The challenging industry dynamics in telecom industry bring us to discuss the top priority of any telecom provider which is to manage their customer base and reduce churn. Using the Orange Telecom data, the project aspire to develop a robust model which identifies the key variables that lead to churn and alert a telecom provider which customer might unsubscribe their services.
In this project, following files are included:
a. churn-bigml-80.csv: original training data set downloaded from Kaggle (https://www.kaggle.com/mnassrib/telecom-churn-datasets). The data consists of customer activity data, such as the number and length of day and night calls and the number of customer service calls, along with a churn label specifying whether a customer cancelled the subscription. Our endevour is to predict customers’ future decisions based on their past behavior. b. churn-bigml-20.csv: original testing data set downloaded from Kaggle (https://www.kaggle.com/mnassrib/telecom-churn-datasets) c. Orange Telecom Churn project.ipynb: python coding file d. Final report_Orange Telecom Churn.pdf: final report
Required libraries : python scikit-learn, NumPy, pandas
Required scikit-learn modules :
a. sklearn.model_selection - cross_validate, train_test_split, GridSearchCV
b. sklearn.tree - DecisionTreeClassifier
c. sklearn.preprocessing - OneHotEncoder, StandardScaler
d. sklearn.compose - ColumnTransformer
e. sklearn.naive_bayes - MultinomialNB
f. sklearn.feature_extraction.text - CountVectorizer
g. sklearn.feature_selection - SelectKBest, chi2, mutual_info_classif, SelectKBest, f_regression
h. sklearn.metrics - mutual_info_score, confusion_matrix
i. sklearn.linear_model - LogisticRegression
k. sklearn.neighbors - KNeighborsClassifier
l. sklearn - preprocessing
m. sklearn.ensemble - RandomForestClassifier
n. sklearn.pipeline - Pipeline
o. sklearn.datasets - make_classification
The original data set from Kaggle has already been split into two csv files representing training set (80%) and testing set(20%) respectively.

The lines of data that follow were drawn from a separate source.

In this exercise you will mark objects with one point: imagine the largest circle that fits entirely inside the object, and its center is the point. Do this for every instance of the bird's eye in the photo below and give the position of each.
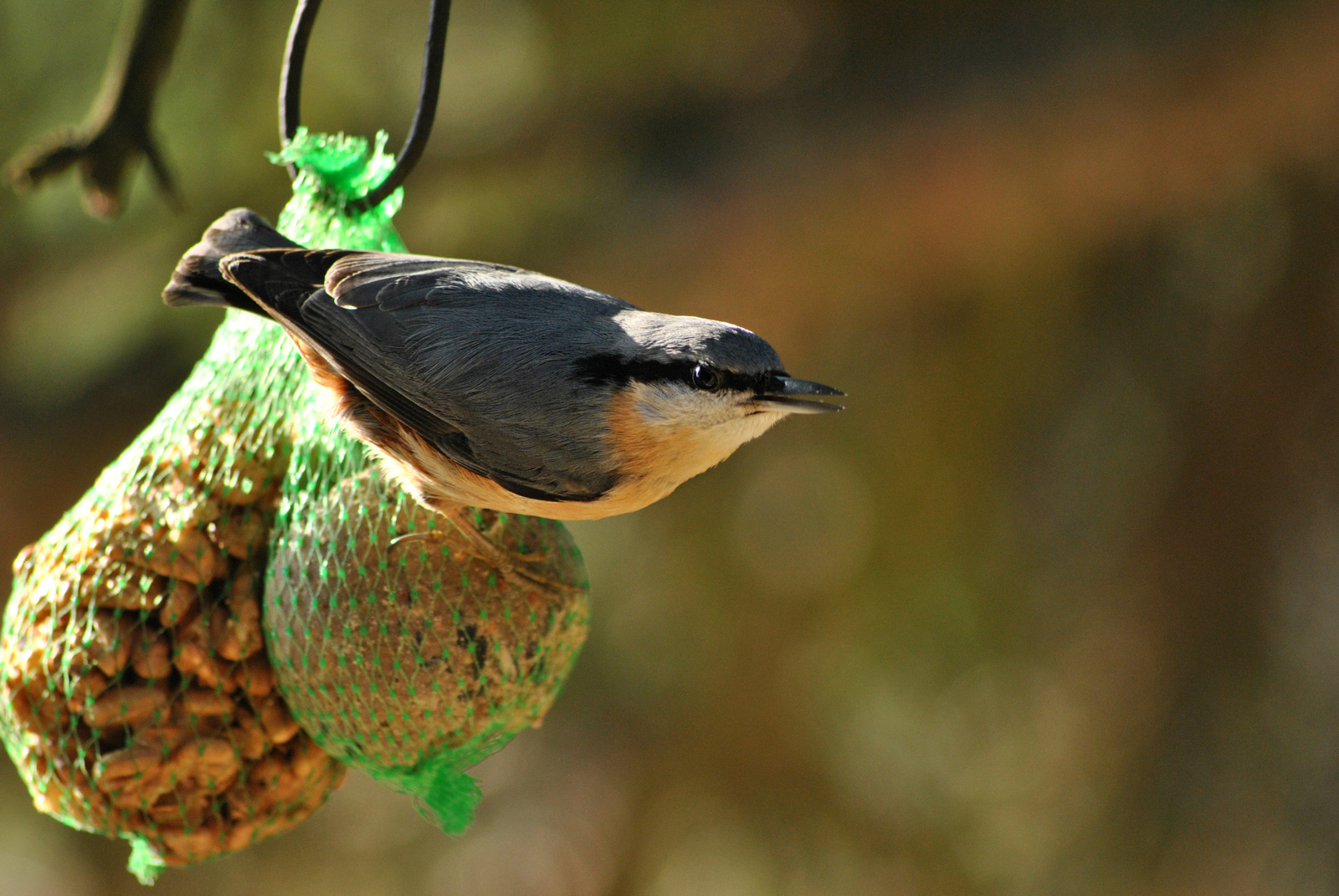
(706, 378)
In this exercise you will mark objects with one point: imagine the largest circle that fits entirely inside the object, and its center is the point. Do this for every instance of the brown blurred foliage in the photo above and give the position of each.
(1051, 608)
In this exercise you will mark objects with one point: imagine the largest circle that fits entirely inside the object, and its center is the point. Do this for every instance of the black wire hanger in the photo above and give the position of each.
(291, 89)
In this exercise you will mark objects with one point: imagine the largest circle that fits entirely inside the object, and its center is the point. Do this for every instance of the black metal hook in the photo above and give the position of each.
(291, 89)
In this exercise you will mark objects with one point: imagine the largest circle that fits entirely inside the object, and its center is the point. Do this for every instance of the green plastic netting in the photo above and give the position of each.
(231, 612)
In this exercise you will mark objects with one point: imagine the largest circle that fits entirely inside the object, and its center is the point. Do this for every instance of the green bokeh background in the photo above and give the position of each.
(1053, 608)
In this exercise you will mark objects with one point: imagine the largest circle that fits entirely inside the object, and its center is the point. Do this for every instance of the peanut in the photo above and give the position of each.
(181, 599)
(129, 706)
(279, 724)
(254, 677)
(153, 659)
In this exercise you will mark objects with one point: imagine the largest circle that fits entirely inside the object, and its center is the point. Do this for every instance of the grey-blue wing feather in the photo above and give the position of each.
(477, 358)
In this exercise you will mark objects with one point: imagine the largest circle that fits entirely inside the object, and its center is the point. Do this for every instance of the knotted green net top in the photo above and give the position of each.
(408, 658)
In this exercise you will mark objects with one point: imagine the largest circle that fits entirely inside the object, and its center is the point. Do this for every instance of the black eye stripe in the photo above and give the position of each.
(613, 370)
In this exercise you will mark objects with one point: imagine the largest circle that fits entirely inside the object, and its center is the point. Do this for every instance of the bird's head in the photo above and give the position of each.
(687, 392)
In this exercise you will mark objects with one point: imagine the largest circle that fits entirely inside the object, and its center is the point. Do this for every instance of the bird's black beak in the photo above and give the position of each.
(783, 394)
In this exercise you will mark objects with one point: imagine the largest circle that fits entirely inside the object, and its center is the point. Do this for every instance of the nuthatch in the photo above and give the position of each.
(495, 387)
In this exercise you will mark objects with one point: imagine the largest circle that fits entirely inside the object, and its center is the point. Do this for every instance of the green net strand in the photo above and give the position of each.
(331, 172)
(231, 614)
(361, 717)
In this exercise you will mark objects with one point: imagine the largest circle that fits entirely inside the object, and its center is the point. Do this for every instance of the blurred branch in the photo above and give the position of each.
(118, 127)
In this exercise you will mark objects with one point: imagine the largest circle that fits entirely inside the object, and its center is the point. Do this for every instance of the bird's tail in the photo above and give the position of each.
(198, 280)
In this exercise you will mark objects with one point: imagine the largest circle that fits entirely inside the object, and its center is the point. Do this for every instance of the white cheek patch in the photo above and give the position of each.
(667, 405)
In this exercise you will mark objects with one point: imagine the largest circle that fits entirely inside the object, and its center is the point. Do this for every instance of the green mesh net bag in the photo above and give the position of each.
(243, 603)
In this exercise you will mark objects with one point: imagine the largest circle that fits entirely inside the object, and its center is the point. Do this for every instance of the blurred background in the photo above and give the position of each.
(1051, 608)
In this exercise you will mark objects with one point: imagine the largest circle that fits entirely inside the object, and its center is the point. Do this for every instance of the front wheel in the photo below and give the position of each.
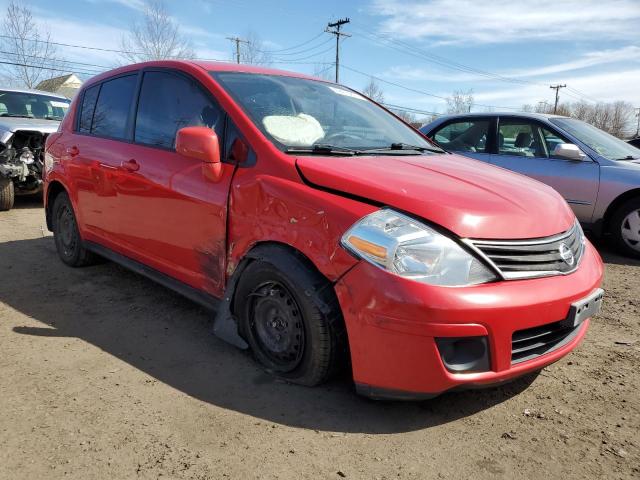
(291, 320)
(7, 194)
(625, 228)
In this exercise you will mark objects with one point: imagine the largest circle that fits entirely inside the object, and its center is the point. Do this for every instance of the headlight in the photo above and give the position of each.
(409, 248)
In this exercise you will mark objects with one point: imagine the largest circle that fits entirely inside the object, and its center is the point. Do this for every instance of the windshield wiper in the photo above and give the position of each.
(403, 147)
(323, 149)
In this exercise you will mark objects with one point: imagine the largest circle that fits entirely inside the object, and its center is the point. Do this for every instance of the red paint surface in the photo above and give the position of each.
(169, 214)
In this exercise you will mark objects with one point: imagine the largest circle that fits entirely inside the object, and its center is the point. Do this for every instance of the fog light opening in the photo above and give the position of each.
(464, 354)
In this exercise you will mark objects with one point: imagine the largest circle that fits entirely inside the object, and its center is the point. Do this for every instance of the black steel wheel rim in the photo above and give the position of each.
(67, 231)
(277, 325)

Ho ver, in order to avoid overfitting models due to inappropriate splitting of training and testing set, re-did the splitting by ourselves using scikit learn function. The full dataset is now splitted into 80% as training set and 20% as testing set in the python file.
For model selection only use training set to learn the model. For validation purpose, decided to split the training data into 5-folds for cross validation. Following five models are evaluated:
a. Naive bayes classifier
b. Decision tree classifier
c. Logistic regression
d. kNN classifier
e. Random forest classifier
The final model selected is random forest classifier with max depth of 50 and 120 estimators using “churn” label as predictor variable and all variables except for “voicemail plan” and “area code” as features.
Telecom companies can utilise our model and results to identify potential loss of current customers and take immediate action to prevent such loss. Meanwhile, by estimating the overall churn rate, Telecom companies can better position themselves in the market and understand its advantages/disadvantages compared to competitors. Finally, the top features can be used to improve their plans and services for better customer retention.
Data files © Original Authors
Orange Telecom’s data lacks market data and competitors’ actions. It might be case that sometimes customers cancel their subscription just because some other telecom companies provide better plans or have a new customer promotion. It would be interesting to see the integration of competitors data with this data set to better assess the impacts of competitors’ actions.